Agência Estado
O pedreiro Edson Ricardo Lucena, de 22 anos, contratado pelo arrendatário da Fazenda Borborema, Pedro Ribeiro, para ajudar a retirar cerca de 40 famílias de sem-terra do local, disse ontem que seu companheiro José Lopes de Oliveira, de 36 anos, o Django, já tinha se entregado quando foi morto. Eles estavam dentro de um quarto da casa do administrador quando foram encontrados pelos sem-terra na manhã do último domingo.
Ainda assustado e com vários hematomas pelo corpo, Lucena conta que só escapou porque um cinegrafista da TV Londrina pediu para que os sem-terra parassem com o espancamento. ‘‘Se não tivesse imprensa lá e eu não tivesse tido muita sorte eu também estava morto’’, afirmou.
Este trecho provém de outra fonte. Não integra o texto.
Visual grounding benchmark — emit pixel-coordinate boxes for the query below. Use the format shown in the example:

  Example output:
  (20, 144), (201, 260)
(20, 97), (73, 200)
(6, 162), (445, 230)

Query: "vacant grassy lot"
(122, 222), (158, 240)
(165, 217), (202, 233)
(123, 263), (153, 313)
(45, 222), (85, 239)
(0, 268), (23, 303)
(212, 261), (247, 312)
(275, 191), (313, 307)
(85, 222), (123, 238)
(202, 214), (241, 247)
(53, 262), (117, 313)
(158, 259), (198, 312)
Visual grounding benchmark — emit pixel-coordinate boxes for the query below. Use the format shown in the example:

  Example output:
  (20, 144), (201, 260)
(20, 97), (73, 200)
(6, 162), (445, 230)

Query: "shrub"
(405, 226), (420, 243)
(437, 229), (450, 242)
Depois de destruírem barracos e expulsarem os sem-terra do local onde estavam acampados, no sábado, cinco seguranças contratados por Ribeiro foram embora, ficando apenas Django e Lucena, para dar proteção ao administrador da fazenda.
Na manhã de domingo, eles foram surpreendidos em um quarto da casa do administrador. Imagens da televisão mostram Lucena recebendo coronhadas de uma carabina empunhada por um sem-terra. O rapaz, morador em Londrina, conheceu Django apenas na véspera. Segundo Pedro Ribeiro, Django já tinha feito alguns trabalhos de cobrança para ele. ‘‘Django é valente, corajoso, levei ele como amigo’’, disse Ribeiro.
‘‘Django falou: vamos nos entregar’’, afirmou Lucena. ‘‘Foi para tentar salvar a minha vida.’’ Segundo Lucena, quando os sem-terra entraram na casa, eles colocaram as mãos para cima. Os sem-terra mandaram que eles se deitassem no chão. Django deitou entre duas camas, enquanto ele ficou nos pés. ‘‘Levei uma coronhada na cabeça, tentei colocar a cabeça entre as pernas, mas eles continuaram batendo, e logo depois escutei o tiro.’’ A bala entrou pelo lado direito do crânio de Django, saiu pela mandíbula e fixou-se no chão da casa. O corpo foi sepultado em Andradina (SP).
Segundo Lucena, Django ainda levou vários chutes antes de morrer. ‘‘Tinha muito sangue, mas ele estava respirando’’, disse. ‘‘Os sem-terra chutavam e davam risada, eles ficaram um bom tempo fazendo isso.’’ Lucena conta que levou coronhadas no rosto e nas costelas quando saía da casa. Batendo, os sem-terra teriam obrigado que ele dissesse para os repórteres que Django tinha se matado e que eles tinham sido contratados pelo proprietário da fazenda, Chafic Burihan.